| |
Back to Quack Off
Quack Off

by
Free
Market Duck
Idaho
Teachers' union pushes Initiative for Guaranteed Annual Income by
earmarking 1% of sales tax for itself
(April 19, 2006)
Vote “NO”
next November on this self-serving Teachers’ Union Initiative or you may
soon be subsidizing a Guaranteed Annual Salary for every profession and
trade in Idaho.
Boise, ID – Earmarking
1% of the Idaho sales tax for public education is an insane economic
action. What if, for example, the cities of Boise and Meridian become
predominantly a Baby Boomer retirement community by 2010 with essentially no
school-age children? The retired Baby Boomers will spend tons of their
excess wealth on consumable items, thus bringing in sales tax revenue
totally out of proportion for the non-existent children in an empty Boise
School District. The Idaho Education Association (IEA), a powerful lobbyist
group for Idaho teachers, will be flush with surplus sales tax money – in
addition to its already over-bloated public education budget from property
taxes. Will the IEA, the Teacher’s Union, and pub ed bureaucrats spend the
surplus sales tax money? You bet your sweet derriere they will.
It is a gross
mistake – at an economic and political level – to dedicate a percentage of
the Idaho sales tax to any specific government expenditure. From an
economics point of view, it is counter productive for the state to give
money to the producers, rather than the consumers, of education. And
politically, it would set a bad precedent for all other groups, private and
public, and encourage them to clamor for their “fair share” of robbing the
public for a guaranteed future income. (What? Did the IEA Teachers’ Union
just get back from a seminar in Paris where they took lessons from the
socialist French workers who rioted in the streets last month until French
President Jacques Chirac caved in to their demands for Guaranteed Government
Job Protection Forever?)
Basic free market
economics dictates that all project budgets should be determined from a
bottoms-up calculation of real anticipated costs, not from a tops-down
showering of a glob of tax money into the hands of spend-happy bureaucrats
or special interest groups.
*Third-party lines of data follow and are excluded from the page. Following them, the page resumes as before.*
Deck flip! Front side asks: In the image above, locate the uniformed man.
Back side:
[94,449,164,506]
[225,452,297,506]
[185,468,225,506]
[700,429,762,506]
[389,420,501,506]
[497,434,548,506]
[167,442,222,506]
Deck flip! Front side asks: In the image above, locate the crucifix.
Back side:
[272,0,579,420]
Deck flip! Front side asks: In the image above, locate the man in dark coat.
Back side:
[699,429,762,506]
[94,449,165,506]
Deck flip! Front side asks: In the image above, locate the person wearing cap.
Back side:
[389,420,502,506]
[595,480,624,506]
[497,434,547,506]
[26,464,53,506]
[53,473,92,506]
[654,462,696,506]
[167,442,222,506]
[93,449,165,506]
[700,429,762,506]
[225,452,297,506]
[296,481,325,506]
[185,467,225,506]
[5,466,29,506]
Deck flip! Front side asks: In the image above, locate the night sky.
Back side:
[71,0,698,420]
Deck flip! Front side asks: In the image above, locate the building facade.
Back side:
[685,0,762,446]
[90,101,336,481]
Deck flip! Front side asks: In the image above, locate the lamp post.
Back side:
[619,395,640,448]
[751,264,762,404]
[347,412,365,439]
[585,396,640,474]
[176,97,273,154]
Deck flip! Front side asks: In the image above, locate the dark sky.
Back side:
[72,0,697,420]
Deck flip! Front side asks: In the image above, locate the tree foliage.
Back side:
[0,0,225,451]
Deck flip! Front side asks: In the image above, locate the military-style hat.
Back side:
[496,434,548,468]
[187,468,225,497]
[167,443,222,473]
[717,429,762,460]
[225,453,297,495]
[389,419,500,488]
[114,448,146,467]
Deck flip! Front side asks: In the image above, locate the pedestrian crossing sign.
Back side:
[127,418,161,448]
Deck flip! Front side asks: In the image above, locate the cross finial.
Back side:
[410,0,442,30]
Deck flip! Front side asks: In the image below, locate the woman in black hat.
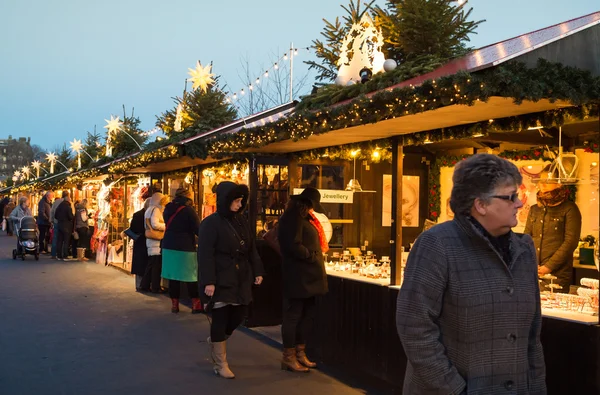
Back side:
[278,188,329,372]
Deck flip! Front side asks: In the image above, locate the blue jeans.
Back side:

As stated above, in addition to using a
bottoms-up calculation vs. a tops-down method, public education tax money
should be attached to the consumer, not the producer, of education.
Even in socialist
Europe, the state issues education vouchers to the students and their
parents, the consumers, to choose which school, public or private (including
parochial since the money belongs to the parents, not the government, and
thus is not a mixing of church and state) to spend their vouchers. While
this is not a complete free market, it does create competition among the
education producers, including the public education system, and produces a
more quality education than in the United States.
Consumer-side
control of spending is also a good check against over-spending by pork
barrel governments. Imagine this: if
sales tax money was routed to a State Public Car Manufacturer (the producer)
instead of remaining in the hands of car consumers, we would produce botched
up cars that didn’t run and it would cost over $1 million per automobile.